Auf dem Album A Short Moment of Zero G seiner jüngsten Band Velvet Revolution gibt es politisch klingende Titel. Mit dem eher zarten, kammermusikalischen Zugriff, der die Musik des Trios charakterisiert, spielen Erdmann, der Violinist Théo Ceccaldi und der Vibrafonist Jim Hart die Komposition Swing für Europa: "Das ist ein kleines Statement: ›Ich bin dafür. Ich brauche dieses Europa.‹"

Dieser Artikel stammt aus der ZEIT Nr. 49 vom 24.11.2016.

Komplizierter wirkt der Titel Quand j’étais petit je rêvais d’être pauvre, es sei das Zitat eines aus Kamerun stammenden Freundes: "Als ich klein war, habe ich geträumt, arm zu sein." Es öffnen sich Welten von Armut und Perspektivlosigkeit, die Folgen des Kolonialismus färben auf das Musikstück ab.

"Die Melodie ist eigentlich ganz einfach", erklärt der Saxofonist. "Sie ist auf diesen Satz draufgeschrieben und wird nur immer wieder wiederholt. Es gibt praktisch keine melodische Entwicklung, und dadurch bekommt das Stück etwas Trancehaftes."

Daniel Erdmann, geboren im Oktober 1973 in Wolfsburg, ist einer aus der Zwischengeneration. Zu spät für den modernen Jazz der Sechziger; auch den Krawall des Punk und die Föhnfrisuren der Achtziger hat er verpasst. Zu jung, zu weiß, zu deutsch, zu aufgehoben. Kein Ort für frühzeitiges musikalisches coming of age, nirgends.

Mit zwölf zog er mit seinen Eltern für drei Jahre nach Washington. Die erste Frage dort war: Spielst du ein Instrument? Die zweite: Hast du Lust, in der Big Band mitzuspielen? Er nickte zweimal – so kommt man zum Jazz. In den USA lernte er die swingende Phrasierung, Blue Notes und flexible Tonbildung, improvisieren.

Zehn Jahre später studiert er Jazz in Berlin, im Osten, an der Hochschule für Musik Hanns Eisler, wo der Jazz weniger amerikanisch gedacht wird als im Westen der Stadt. In Hörweite des Berliner Free Jazz wird der Saxofonist bald zu einer wichtigen Gestalt in der sprunghaft wachsenden Szene. Erste eigene Bands, erste eigene Produktionen, durchzogen von seinem Mitteilungsdrang und einem Geist knarziger Spielfreude, druckvoll und mitreißend, manchmal majestätisch in den Melodielinien, meist jedoch scheppernd dissonant und fast schon asketisch karg, was harmonische Reize angeht.

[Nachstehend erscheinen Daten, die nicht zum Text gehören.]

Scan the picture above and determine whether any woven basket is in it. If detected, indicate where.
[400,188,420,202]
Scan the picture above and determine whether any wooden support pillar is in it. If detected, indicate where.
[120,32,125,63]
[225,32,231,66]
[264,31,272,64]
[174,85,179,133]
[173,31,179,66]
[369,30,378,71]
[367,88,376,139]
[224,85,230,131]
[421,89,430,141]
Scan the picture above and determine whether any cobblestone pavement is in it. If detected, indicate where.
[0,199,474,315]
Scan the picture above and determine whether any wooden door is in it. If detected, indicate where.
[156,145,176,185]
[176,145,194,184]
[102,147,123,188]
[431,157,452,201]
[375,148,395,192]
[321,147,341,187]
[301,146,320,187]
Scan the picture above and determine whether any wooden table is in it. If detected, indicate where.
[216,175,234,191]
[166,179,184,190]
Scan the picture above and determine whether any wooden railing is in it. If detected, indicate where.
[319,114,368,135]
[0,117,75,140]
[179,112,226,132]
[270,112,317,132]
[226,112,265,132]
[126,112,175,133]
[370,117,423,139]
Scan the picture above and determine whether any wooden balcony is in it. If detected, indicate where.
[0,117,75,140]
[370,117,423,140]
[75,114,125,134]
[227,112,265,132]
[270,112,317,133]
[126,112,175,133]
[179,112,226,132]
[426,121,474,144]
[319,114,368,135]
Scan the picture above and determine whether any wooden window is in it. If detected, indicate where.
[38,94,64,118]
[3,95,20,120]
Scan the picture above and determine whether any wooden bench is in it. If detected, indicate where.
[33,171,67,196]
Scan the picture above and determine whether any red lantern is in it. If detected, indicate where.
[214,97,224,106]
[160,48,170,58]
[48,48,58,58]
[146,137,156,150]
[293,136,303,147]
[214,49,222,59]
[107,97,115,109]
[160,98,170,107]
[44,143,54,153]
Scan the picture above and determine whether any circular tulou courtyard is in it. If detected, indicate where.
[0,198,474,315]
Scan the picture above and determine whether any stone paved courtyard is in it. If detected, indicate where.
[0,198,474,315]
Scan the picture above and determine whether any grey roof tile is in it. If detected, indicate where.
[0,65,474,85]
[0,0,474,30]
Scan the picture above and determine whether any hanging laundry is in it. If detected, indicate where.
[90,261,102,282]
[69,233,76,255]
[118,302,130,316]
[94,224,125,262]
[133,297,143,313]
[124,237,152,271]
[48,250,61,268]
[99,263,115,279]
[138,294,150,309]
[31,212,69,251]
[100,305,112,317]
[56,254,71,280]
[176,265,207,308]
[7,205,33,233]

Vor fünfzehn Jahren kam Erdmann über ein Stipendium nach Paris, und heute ist er dort tragfähig vernetzt. Er tauchte in die lokale Szene ein, begegnete Musikern aus den einstigen Kolonialgebieten, machte überraschende Erfahrungen. "Ich habe sehr viel mit Afrikanern gespielt, mit einer Band kam ich bis nach Mali. Paris ist eine gute Schule, ich habe sehr viel gelernt", kommentiert er den Effekt dieser dritten Ausbildungsstation nach Washington und Berlin.

Mittlerweile lebt er in Reims, hundert Kilometer von Paris entfernt, und baut dort Das Atelier auf, einen Arbeitsraum, in dem er sich der Zusammenarbeit mit Dichtern, Malern und Filmemachern zuwendet. Von Stadt und Region unterstützt, kann er Projekte verwirklichen, die den üblichen musikalischen Rahmen überschreiten.